Using kdump to get core files on Fedora and CentOS hosts

One of things I love about Solaris is its ability to generate a core file when a system panics. The core files are an invaluable resource for figuring out what caused a host to panic, and are often the first thing OS vendor support organizations will request when you open a support case. Linux provides the kdump, diskdump and netdump tools to collect core file when a systems panics, and although not quite as seamless as their Solaris counterpart, they work relatively well.

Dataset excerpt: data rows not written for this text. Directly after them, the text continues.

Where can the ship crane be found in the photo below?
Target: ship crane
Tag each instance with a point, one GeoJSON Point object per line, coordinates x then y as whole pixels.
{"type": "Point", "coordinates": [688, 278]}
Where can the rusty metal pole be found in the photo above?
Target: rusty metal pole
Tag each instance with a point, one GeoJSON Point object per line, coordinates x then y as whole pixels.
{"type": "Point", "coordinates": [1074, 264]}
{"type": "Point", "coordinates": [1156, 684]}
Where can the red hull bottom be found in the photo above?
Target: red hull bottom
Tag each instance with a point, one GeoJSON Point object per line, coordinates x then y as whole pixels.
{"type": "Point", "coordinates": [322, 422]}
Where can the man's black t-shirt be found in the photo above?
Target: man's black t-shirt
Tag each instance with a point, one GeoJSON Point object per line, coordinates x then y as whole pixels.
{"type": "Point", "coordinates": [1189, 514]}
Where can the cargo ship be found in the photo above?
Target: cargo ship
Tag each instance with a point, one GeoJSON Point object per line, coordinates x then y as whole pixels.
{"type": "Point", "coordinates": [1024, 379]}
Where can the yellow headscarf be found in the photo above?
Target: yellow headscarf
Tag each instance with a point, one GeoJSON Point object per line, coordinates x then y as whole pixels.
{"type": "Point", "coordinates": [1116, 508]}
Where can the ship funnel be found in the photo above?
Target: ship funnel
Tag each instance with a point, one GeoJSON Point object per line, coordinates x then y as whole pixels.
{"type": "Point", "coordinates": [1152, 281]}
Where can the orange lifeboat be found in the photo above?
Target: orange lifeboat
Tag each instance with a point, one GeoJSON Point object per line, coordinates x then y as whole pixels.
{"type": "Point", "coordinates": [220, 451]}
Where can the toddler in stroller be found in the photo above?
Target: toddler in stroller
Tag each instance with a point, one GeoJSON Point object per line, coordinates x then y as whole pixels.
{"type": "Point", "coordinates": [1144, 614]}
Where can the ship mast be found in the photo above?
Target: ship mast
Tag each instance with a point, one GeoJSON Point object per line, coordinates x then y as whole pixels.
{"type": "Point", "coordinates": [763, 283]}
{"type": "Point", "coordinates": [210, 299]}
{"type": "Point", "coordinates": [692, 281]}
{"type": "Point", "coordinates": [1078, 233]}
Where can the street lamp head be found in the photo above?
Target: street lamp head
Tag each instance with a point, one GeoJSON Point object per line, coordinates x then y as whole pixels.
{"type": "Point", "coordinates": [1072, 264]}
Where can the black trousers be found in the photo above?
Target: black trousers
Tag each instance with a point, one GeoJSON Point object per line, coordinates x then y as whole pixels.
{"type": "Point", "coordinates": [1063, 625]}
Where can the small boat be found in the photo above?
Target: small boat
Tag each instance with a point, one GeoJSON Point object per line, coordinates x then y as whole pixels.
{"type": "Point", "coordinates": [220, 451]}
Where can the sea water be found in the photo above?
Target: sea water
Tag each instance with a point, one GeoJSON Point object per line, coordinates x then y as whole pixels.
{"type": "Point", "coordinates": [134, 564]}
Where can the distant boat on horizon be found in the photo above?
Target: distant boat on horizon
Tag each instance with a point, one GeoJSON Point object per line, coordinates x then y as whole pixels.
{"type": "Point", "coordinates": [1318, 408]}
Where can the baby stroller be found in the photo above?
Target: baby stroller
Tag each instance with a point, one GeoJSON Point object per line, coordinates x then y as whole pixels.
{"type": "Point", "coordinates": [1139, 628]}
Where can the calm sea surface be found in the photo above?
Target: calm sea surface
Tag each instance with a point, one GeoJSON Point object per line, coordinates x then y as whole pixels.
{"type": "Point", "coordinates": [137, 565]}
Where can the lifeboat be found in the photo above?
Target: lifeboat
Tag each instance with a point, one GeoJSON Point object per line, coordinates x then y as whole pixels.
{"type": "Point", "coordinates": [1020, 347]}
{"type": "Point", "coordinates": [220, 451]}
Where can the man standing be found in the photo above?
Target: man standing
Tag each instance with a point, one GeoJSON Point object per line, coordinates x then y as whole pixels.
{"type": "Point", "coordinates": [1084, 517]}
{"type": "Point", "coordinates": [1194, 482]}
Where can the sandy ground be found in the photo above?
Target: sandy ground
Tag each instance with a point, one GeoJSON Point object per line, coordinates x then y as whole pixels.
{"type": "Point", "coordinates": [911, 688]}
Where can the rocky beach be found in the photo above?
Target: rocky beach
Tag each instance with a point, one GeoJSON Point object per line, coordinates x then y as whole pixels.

I’m not a huge fan of diskdump and netdump, since they have special pre-requisites (i.e., operational networking, supported storage controller, etc.) that need to be met to ensure a core file is captured. Kdump does not. Kdump works by reserving a chunk of memory for a crash kernel, and then rebooting into this kernel when a box panics. Since the crashkernel uses a chunk of memory that is unused and reserved for this specific purpose, it can be sure that the memory it is using won’t taint the previous kernel. This approach also provides full access to the previous kernel’s memory, which is read and written off to disk or a network accessible location.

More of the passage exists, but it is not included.